2) Each story has basic but important elements. Make sure you include these, beginning with:

a) what the mission and vision is of your company, to

b)  how big the market is that you are chasing, to

c)  the problem that you are trying to solve, to

d)  who is on your team and why they are relevant, to

e) the product that you’ve built (“or what the wireframes look like,” Lee said), to

f)  what kind of traction or feedback you’ve received from the market, to

g) what your economic model looks like, to

h) what you are going to do with the money you are raising.

3) Remember that your narrative should also include your personal story and why you’re the best person to be starting your company right now.

4) Be confident, but don’t stretch. “If you’re a little too arrogant or you puff things up a little too much, [male investors] will ding you for being an exaggerator.”

5) Don’t be “too shy.” The advice may make you cringe, but women have to walk a fine line here, she noted. “Guys,” noted Lee, “can get away with [being shy]. It’s like, ‘Oh, he’s just an introvert.’ ” Unfairly, women who are too quiet may face a bigger upward battle, she suggested.

6) Know your numbers. Frustratingly, women have to work twice as hard to convince men that they are quantitative, she noted, adding that “if someone asks you, ‘What’s the CAC, what’s the LTV, what are the margins, what’s the revenue plan for next year,’ just know it. Practice it.”

7) Be good at follow-up. As Lee told the audience, “If someone asks you questions [during a pitch meeting], take notes, and send a follow-up the next day saying, ‘These are the things that we discussed; I wanted to follow up on these points.’ Show that you’re super-conscientious, and you’re on it.”

8) Get networked, especially with other female founders and female investors.

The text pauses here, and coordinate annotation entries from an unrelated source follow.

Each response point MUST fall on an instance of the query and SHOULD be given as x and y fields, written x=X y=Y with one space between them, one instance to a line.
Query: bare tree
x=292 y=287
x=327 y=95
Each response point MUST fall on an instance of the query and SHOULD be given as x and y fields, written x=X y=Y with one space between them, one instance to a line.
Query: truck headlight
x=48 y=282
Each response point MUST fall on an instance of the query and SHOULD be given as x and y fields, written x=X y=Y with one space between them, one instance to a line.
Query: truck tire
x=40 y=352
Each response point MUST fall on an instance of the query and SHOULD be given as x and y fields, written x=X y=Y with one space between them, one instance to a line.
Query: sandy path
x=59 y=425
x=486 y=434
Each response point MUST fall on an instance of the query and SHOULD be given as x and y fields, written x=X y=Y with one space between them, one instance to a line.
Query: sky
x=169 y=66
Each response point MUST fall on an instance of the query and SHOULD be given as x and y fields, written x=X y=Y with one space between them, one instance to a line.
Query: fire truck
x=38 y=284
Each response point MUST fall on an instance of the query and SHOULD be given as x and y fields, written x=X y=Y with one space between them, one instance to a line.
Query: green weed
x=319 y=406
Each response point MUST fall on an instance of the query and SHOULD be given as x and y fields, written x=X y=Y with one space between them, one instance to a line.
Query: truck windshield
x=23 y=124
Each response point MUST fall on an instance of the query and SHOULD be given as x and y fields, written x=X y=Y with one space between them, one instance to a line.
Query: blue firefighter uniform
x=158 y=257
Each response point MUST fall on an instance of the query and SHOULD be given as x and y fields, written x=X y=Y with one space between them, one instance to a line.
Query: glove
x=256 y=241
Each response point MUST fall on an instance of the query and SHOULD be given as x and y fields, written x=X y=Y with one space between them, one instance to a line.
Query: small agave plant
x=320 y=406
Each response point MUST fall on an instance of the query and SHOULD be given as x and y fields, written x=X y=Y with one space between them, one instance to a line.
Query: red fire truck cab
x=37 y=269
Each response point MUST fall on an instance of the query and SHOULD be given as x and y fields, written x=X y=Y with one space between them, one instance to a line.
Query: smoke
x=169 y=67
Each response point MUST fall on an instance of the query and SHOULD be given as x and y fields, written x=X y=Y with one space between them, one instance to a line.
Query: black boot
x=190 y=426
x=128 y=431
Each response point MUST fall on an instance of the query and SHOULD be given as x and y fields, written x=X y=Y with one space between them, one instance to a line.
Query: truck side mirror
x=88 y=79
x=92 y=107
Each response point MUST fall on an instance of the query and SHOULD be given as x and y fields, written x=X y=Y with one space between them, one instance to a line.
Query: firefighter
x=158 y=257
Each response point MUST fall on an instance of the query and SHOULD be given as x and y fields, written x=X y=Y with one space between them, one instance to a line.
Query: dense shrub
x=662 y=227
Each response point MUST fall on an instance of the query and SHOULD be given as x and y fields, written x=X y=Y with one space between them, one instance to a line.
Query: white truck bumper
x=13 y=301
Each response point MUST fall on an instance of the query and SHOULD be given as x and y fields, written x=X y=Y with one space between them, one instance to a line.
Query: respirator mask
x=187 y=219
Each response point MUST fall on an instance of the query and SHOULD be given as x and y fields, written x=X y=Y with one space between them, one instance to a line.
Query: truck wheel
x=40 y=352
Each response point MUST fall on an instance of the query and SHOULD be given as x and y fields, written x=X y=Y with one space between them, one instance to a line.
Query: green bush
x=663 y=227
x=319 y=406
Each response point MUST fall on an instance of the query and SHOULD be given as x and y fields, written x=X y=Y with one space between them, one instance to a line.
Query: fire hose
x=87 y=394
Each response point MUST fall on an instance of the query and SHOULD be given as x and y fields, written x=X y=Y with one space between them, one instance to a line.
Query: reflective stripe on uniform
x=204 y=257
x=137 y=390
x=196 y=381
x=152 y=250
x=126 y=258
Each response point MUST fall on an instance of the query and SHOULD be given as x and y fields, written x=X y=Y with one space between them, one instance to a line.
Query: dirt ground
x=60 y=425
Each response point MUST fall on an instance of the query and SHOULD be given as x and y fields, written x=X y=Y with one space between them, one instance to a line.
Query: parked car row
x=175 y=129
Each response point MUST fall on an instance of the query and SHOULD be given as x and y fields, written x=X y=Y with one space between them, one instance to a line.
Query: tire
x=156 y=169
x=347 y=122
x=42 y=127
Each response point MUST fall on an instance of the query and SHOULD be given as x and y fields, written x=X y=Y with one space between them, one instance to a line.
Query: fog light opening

Lee was addressing a largely female audience at the conference, and she centered her talk on ways for women founders to get ahead in tech, despite the micro-aggressions that many face every day. (Said Lee of the growing number of reports of women founders who’ve been mistreated by male VCs, “I”m pretty pissed off.”)

She also talked about constructive solutions to the problem, and one of these should alarm more traditional venture firms whose general partners remain all or nearly exclusively male.

Sharing that she’d had breakfast last week with women partners at other firms, Lee said that the group had discussed how to help bring more women into the general partner ranks. She also said that these VCs, along with her own firm, have more actively begun steering their most promising companies to “modern venture firms that have women and people of color in investing positions.”

Partly, she admitted, it’s these investors’ personal preference to do so. But she added that most of Cowboy’s portfolio CEOs  feel the same way, that, “if they have the choice, they would rather work for a modern firm.”

The thinking is simple, Lee suggested. “Why should we make money for assholes?” she asked.